# how to make your own snake hook (very easy!)



## Widowman10

I know it's been done before, but i posted this up for our local club to look at (mile high bug club), so i though i may as well post it here too in case anyone wanted to do this. 








hey everyone, i'm going to attempt to walk you through the process of making your own snake hook step-by-step. i tried to take pictures of everything as i went along so that it would be easy to see what i'm doing as i describe it. 

assuming that you have some basic tools, the total cost of the whole project was right around $5. not too bad.

here goes:





STEP 1:

gather your materials. you will need:

-any golf club (found at goodwill for <$3. just look for a grip you like. i like the cushy sticky ones. or green. cause i like green :mrgreen
-cheap mini paint roller (found anywhere for <$2)
-JB Weld (found anywhere, useful for tons of other home projects)
-something to hold stuff with (pliers or, as you'll see later, a vise works great)
-something to saw with (any hacksaw will work, i prefer to use a dremel tool for finer work)







STEP 2:

grab the golf club and secure it (you can put it in a vise, or hold it down with your hand/foot if using a hacksaw).







STEP 3:

saw the head off the golf club as close as you can to the actual head. the shaft of the club is hollow.







STEP 4:

repeat STEP 2 with the paint roller. 







STEP 5:

repeat STEP 3 with the paint roller. the shaft of the roller is solid, so it will take slightly more work. cut off as close as you can, as you need as much as possible to shove inside the end of the golf club.







STEP 6:

crack off the plastic pieces and take off all other extraneous parts.







STEP 7:

secure the cut off paint roller. here is where a vise is really helpful as you need this piece to be fairly stable. 







STEP 8:

make a beveled edge on the end of the hook. you want the bottom of the hook to be flat and the edge to go down to the ground. it will be much easier to scoop up a snake this way. 

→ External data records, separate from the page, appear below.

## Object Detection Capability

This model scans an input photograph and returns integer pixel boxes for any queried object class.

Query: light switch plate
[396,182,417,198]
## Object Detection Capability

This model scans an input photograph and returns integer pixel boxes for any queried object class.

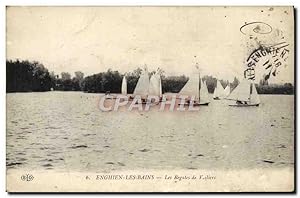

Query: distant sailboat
[121,76,127,95]
[179,73,199,102]
[227,79,260,107]
[249,83,260,105]
[224,84,231,98]
[213,80,225,100]
[199,80,210,105]
[149,73,162,98]
[133,68,150,101]
[178,73,210,106]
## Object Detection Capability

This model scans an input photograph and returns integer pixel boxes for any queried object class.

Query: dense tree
[162,75,188,93]
[72,71,85,91]
[256,83,294,94]
[6,60,53,92]
[56,72,72,91]
[61,72,71,80]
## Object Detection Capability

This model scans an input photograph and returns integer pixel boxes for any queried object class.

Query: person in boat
[236,100,243,105]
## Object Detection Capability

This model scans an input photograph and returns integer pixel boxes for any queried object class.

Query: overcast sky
[6,6,294,83]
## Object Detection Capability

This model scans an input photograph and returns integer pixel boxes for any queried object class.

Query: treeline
[256,83,294,95]
[6,59,294,94]
[6,60,84,92]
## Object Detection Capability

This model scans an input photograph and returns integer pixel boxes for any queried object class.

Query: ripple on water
[45,126,61,130]
[262,160,275,164]
[83,134,96,137]
[31,155,43,159]
[117,162,126,166]
[7,162,23,167]
[43,159,54,162]
[16,157,27,162]
[16,135,26,139]
[42,163,53,167]
[39,147,50,150]
[69,145,88,149]
[139,149,150,152]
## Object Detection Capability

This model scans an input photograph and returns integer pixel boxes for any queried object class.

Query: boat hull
[105,96,117,99]
[199,102,210,106]
[229,104,259,107]
[178,102,209,106]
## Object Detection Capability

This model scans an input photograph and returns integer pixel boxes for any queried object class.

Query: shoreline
[6,91,295,95]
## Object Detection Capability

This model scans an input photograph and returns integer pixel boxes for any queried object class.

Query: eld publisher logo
[21,174,34,182]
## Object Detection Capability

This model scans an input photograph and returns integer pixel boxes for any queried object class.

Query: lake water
[6,92,294,172]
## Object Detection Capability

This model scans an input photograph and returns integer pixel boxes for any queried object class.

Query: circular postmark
[240,22,273,35]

now there are several ways to do this part. my favorite is with a bench grinder, but i realize most people don't own one (neither do i anymore...). so i used my dremel tool to take it down. make sure there are no sharp edges!







STEP 9:

grab a plate and a plastic knife or spoon. mix the JB Weld (about half and half).







STEP 10:

slather the hollow end of the golf club with some JB.







STEP 11:

make sure some gets down in there, and not just around the outside.







STEP 12:

slather the end, and sides, of the portion of the hook to be inserted into the golf club.







STEP 13:

insert head of hook into hollow end of golf club, and wipe up the mess that will squeeze out the sides, leaving just a little where they meet.







STEP 14:

hang off edge of table to dry and harden. should take about 24 hrs to be certain that it is ready for use.







closeup of where they meet.







STEP 15:

sand off extra weld (using sandpaper or dremel tool. or just leave it if you don't care!).







STEP 16:

GO HERPING!!!


----------



## Shrike

Two words:  Midwest Tongs.  Just kidding, thanks for the info.  The finished product looks nice!


----------



## Widowman10

freakin expensive though!! not $5...


----------



## sick4x4

yeah i was going to say, or just spend $5 bucks and save some time lol..... but a cleaver do it yourself tutorial...


----------